One cannot read the libretto of The Creation without recognizing that it differs vastly from a typical Handel libretto. The Creation has relatively little action, compared with, say, Israel in Egypt; the Genesis story is recounted in a few broad strokes of the Divine Hand, with the most dramatic touch the sudden appearance of light in the first chorus (Haydn’s own device– even van Swieten did not know his intent until the first performances in Vienna in April of 1798). What little dramatic action remains is as much Milton as Scripture, for example the fall of the demons in the second chorus number.

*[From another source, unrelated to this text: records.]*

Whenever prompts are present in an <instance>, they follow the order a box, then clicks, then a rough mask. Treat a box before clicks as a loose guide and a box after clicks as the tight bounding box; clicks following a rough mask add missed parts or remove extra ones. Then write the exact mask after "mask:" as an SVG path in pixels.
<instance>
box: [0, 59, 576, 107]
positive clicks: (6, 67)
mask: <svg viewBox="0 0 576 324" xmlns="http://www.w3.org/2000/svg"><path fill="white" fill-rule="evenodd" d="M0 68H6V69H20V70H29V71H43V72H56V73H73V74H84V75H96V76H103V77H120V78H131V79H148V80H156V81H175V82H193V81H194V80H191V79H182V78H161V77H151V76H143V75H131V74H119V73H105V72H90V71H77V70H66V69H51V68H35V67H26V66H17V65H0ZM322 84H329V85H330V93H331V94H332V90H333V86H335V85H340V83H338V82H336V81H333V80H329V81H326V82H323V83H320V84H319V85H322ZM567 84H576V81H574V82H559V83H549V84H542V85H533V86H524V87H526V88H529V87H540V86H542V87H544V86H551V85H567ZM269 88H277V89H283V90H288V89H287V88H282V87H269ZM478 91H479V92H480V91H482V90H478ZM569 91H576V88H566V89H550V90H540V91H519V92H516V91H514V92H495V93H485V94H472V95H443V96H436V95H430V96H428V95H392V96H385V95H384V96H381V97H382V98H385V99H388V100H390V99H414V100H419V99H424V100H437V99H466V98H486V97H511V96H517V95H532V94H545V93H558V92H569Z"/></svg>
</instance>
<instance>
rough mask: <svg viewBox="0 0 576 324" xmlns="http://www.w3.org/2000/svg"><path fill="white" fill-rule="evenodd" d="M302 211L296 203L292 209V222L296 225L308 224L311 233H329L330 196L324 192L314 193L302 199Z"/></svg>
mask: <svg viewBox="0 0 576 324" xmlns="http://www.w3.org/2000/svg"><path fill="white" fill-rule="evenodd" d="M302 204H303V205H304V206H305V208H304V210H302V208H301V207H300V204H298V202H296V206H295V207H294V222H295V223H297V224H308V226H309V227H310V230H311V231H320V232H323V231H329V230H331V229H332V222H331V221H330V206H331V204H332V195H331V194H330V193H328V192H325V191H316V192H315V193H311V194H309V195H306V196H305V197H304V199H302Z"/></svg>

The bulk of Haydn’s oratorio is descriptive and/or laudatory in nature, and some of the descriptive passages employ suggestive orchestration or even actual imitation– the cooing of doves imitated by the soprano in the aria “On Mighty Pens”, for example– devices which were common in 18th-century writing, but were, even in 1800, beginning to lose their appeal. Whether the emphasis on praise, to the exclusion of drama, was carried from the Lidley / Salomon manuscript, or whether it owes most to the moralistic van Swieten, we do not know. On the other hand, there is also here great wealth of lovely melody, luscious harmony, and grand, resounding outbursts of soaring solo and choral ecstasy, testifying to the glory of God; Handel’s works rarely maintain this musical richness throughout. For Haydn, a devout man, The Creation remained a milestone of personal inspiration. Listeners who allow themselves immersion in the tide of this music will find that it washes away the dramatic imperfections and will find themselves inspired as well.